Whether an injunction should issue in a particular case involves a fact-intensive analysis. A recent opinion by the Dallas Court of Appeals demonstrates how the courts may conduct this analysis in cases involving claims for misappropriation of trade secrets and violations of the Texas Theft Liability Act.
A broker/dealer investment services company hired an employee as a Vice President. The employee was paid a salary and received commissions for bringing in new clients. The employee had access to all of the company’s confidential information concerning its clients. The employee downloaded the information to his laptop. The information included clients’ social security numbers, account numbers, balances, and investment preferences.
After ten years of working for the company, the employee was terminated and went to work for another broker/dealer. The employee had retained copies of the files from his laptop. Using the contact information contained in those files, the employee sent letters to 800 clients of his former employer, asking them to transfer their accounts to his new employer.
The former employer sued its former employee for misappropriation of trade secrets, violation of the Texas Theft Liability Act, breach of contract and other claims. The company sought injunctive relief. The trial court entered a temporary restraining order prohibiting the former employee from using the files he had copied.
At the temporary injunction hearing, witnesses testified that when a registered representative changes broker/dealers, the representative’s clients remain with the original broker/dealer. The registered representative may contact the clients that he/she brought to the first broker/dealer and ask them if they would like to move to the new broker/dealer. If the client chooses to move, the client must fill out a form to do so. The registered representative does not need the client’s social security number, account balance, account number or preferences to move the client to the new broker/dealer. The former employee testified that he thought he was sending out letters only to clients he had personally developed. The former employee and the former employer each presented an exhibit with a list of materials that the former employee had copied and highlighted the materials the party believed to be confidential. The court issued a temporary injunction only on the files that the former employee believed to be confidential and proprietary.

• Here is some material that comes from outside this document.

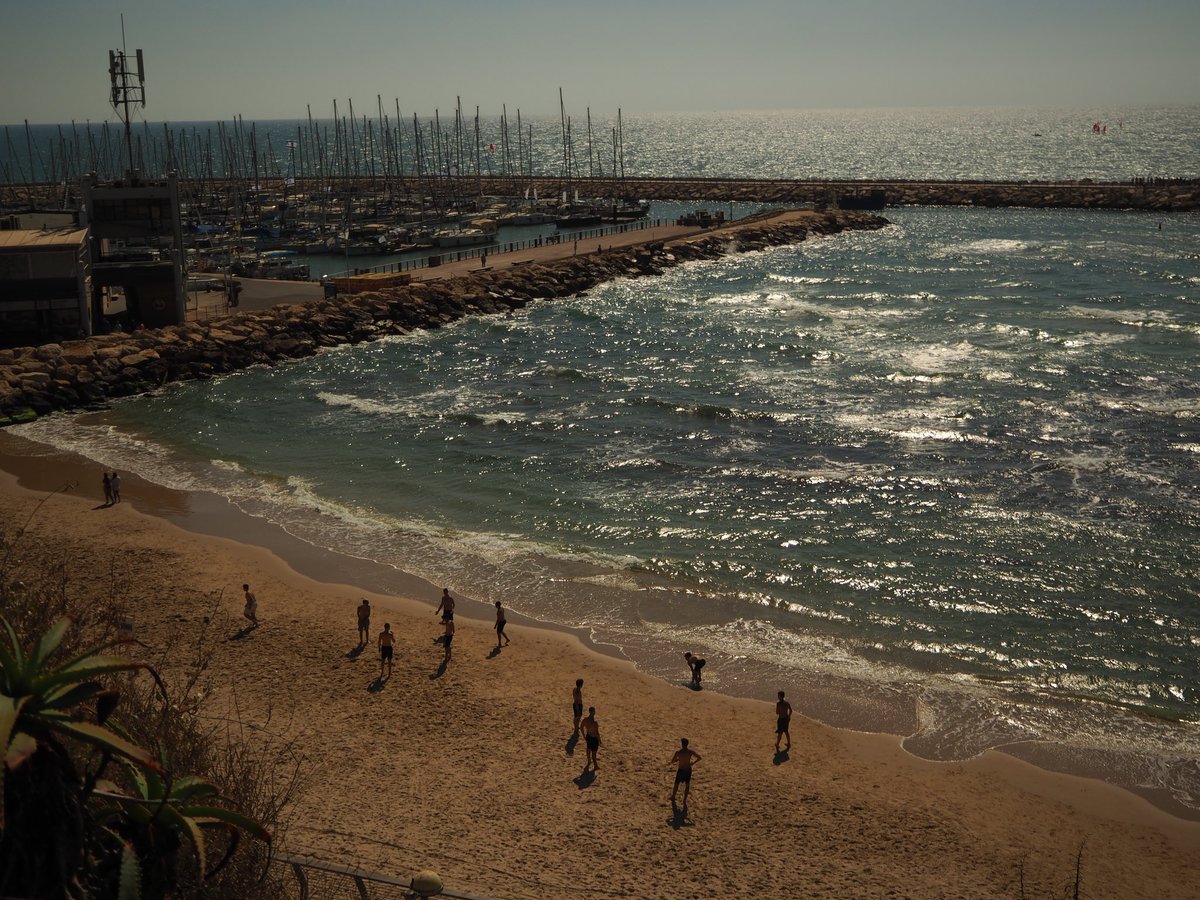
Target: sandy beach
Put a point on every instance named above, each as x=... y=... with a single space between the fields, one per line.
x=472 y=769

The former employer appealed the denial of the temporary injunction on the files that it wanted protected which were not protected by the temporary injunction.
The court of appeals first reviewed the evidence to determine whether the former employer had established a cause of action against the former employee and a probable right to relief sought. The evidence demonstrated that the former employer did not permit independent contractors to access the computer systems and that the former employee had accessed and downloaded files from the computer system for use in his role as an independent contractor. The court of appeals held that the former employer did establish a cause of action against the former employee. The court of appeals also determined that the former employer had established a probable, imminent, and irreparable injury. There was testimony at trial that the former employer was required by the Financial Industry Regulatory Authority (FIRA) to keep records of its clients and to safeguard that information. If the former employer failed to meet those requirements, FIRA could take action, including actions as severe as shutting down the company.

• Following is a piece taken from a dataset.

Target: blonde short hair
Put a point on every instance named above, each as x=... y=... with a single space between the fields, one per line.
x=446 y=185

The court of appeals determined that since the former employee was allowed to contact his clients and ask them if they wanted to move to the new broker/dealer, the former employee was allowed to take and possess the files containing client names and addresses. However, the rest of the information in the files was not needed to move a client from one broker/dealer to another and therefore was confidential and proprietary. The court of appeals determined that the injunction should have extended to all information regarding clients that were not personally developed by the former employee as well as social security numbers and account information of clients that were developed by the former employee.
As this opinion demonstrates, determining whether an injunction should issue in cases involving alleged misappropriation of trade secrets and violations of the Texas Theft Liability Act requires a thorough analysis of the facts. In these types of cases, the court will look at each type and category of information to determine whether an injunction should issue.